We Get What We Think We Deserve

 

“The clearer you are about what you want, the greater your chances are to achieve it.”

- Deepak Chopra

 

        If, on an unconscious level, you think you deserve to be treated like shit, then without even realizing it, you will teach those around you to treat you like shit. You’ll tolerate it. You’ll unconsciously participate in your own abuse. If you don’t think you deserve a better job, you’ll conduct yourself as such. You won’t project confidence and you’ll stay stuck exactly where you are, silently condoning your own mistreatment. In short, knowing what we want is important, but knowing we deserve it is even more critical.

 

        I’ve seen this countless times. I was desperately underemployed for years. Slowly, over time, I came to value myself. I came to think, “I deserve more. I deserve success. I deserve a good wage. I deserve a home of my own. Why not me? Yes, I’d be lucky to have a great, well-paying job, but you know what, they’d also be lucky to have me.” Shifting my deep-seated mindset motivated me to act. I took steps and spoke to people I never even would have thought to reach out to before. Suddenly, I was approaching things differently. I carried myself differently in interviews. I became someone who valued himself. Other people could sense that and responded by valuing me in return. And suddenly, I got a great-paying job. Far more than I’d even been paid before (not that I told them that).

 

        I noticed the same was true in my personal life. You get exactly the type of relationship you think you deserve. My ex-wife treated me terribly. She bossed me around and controlled me because I tolerated it. I now realize, part of me thought I deserved it. When I began to think I deserved better, I began to act differently in relationships. Today, I would never tolerate that treatment so I attract a different kind of person. Someone who respects me as much as I respect myself.
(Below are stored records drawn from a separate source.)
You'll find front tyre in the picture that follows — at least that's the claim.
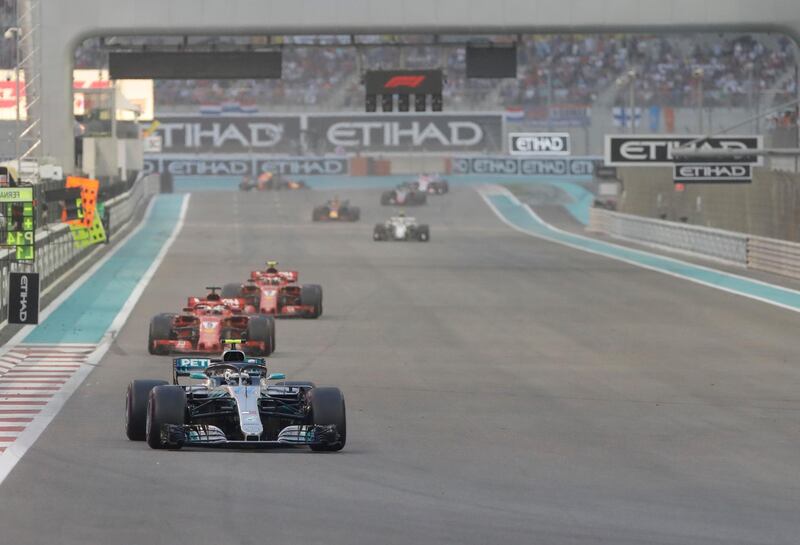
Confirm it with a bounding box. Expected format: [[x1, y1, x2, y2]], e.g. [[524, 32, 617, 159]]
[[311, 387, 347, 452], [125, 380, 167, 441], [147, 314, 175, 356], [146, 384, 186, 449]]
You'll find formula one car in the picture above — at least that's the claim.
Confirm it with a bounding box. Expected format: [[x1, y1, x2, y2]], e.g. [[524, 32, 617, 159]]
[[404, 174, 450, 195], [147, 287, 275, 356], [372, 214, 431, 242], [222, 261, 322, 318], [311, 199, 361, 221], [239, 172, 308, 191], [125, 344, 347, 452], [381, 184, 428, 206]]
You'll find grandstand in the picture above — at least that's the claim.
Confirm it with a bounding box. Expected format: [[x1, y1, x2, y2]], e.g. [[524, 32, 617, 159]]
[[57, 34, 797, 111]]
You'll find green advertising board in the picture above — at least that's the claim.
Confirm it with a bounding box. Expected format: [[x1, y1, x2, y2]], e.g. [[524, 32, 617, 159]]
[[0, 187, 36, 261]]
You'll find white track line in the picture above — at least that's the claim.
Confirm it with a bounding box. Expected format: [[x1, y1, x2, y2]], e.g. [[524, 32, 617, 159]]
[[0, 194, 190, 484]]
I put out a sense of self-worth and other people feel and believe it.

 

        This is how I believe inner work leads to the external rewards. Some people might call this the rule of attraction. I prefer to think of it as human nature. We attract what we think we deserve, just as people naturally surround themselves with things that reinforce their view of the world. Think you’re worthless? You’ll unconsciously build for yourself a world that reinforces that belief. Think you are valuable person who deserves great things? You’ll begin building that world for yourself from the inside out.

 

We all surround ourselves with things that re-enforce our preconceived view of the world. Happy people like being surrounded by happy people. Miserable people like being surrounded by miserable people. It’s nice not to feel alone, so we naturally seek out others to reaffirm our worldview. With my old group of friends, all we did for over 10 years was get together and talk about how fucked our futures were. Then, I realized they were holding me back. Reinforcing the notion of being stuck was the very thing keeping me stuck. While I still love those friends, I chose to spend less time with them. I found more positive people and like magic, I began to get unstuck.

 

        Optimists are also just simply more likely to try. As Martin Seligman explains in his book Learned Optimism, think of a salesman who has just had 10 failed sales calls. The pessimist is discouraged and is not motivated to pick up the phone for the 11th try. The optimist is much more likely to try again, and thus by the sheer nature of probability he is more likely to succeed.

 

        Right or wrong, the optimist is in a position for better odds. But let’s take the argument even further than the fact that optimists are mathematically more likely to succeed. “Confirmation bias” says we all seek out evidence to reinforce our pre-existing view of the world (we’ll look at confirmation bias even deeper in “Idea 23: Is It Better to Be Right or Happy?”). Thus, the pessimist is likely to unconsciously self-sabotage so he can say, “See I was right.” The optimist is likely to set himself up for success so he can tell himself and others the same thing. This is the power of positivity. The optimist and the pessimist both get to be right, but which one is better off?

 

        Oprah Winfrey aptly said, “What you focus on expands.” She explained, “When you focus on the goodness in your life, you create more of it. Opportunities, relationships, even money flowed my way when I learned to be grateful no matter what happened in my life.” Nietzsche took a darker perspective on the same phenomenon, writing, “He who fights with monsters should look to it that he himself does not become a monster. And if you gaze long into an abyss, the abyss also gazes into you.” In other words, how we spend our thoughts tends to determine our reality. So the question becomes, of all the infinite possibilities, what reality do you want to focus on and therefore live in?

 

Ask Yourself:

  1. Do I deserve success?

  2. Do I deserve a great relationship?

  3. Do I deserve to get the things I want?

  4. Do I feel stuck?

  5. Are there any people I spend time with who might be reinforcing unhelpful modes of thinking?

  6. Do I want to be happy (or happier)?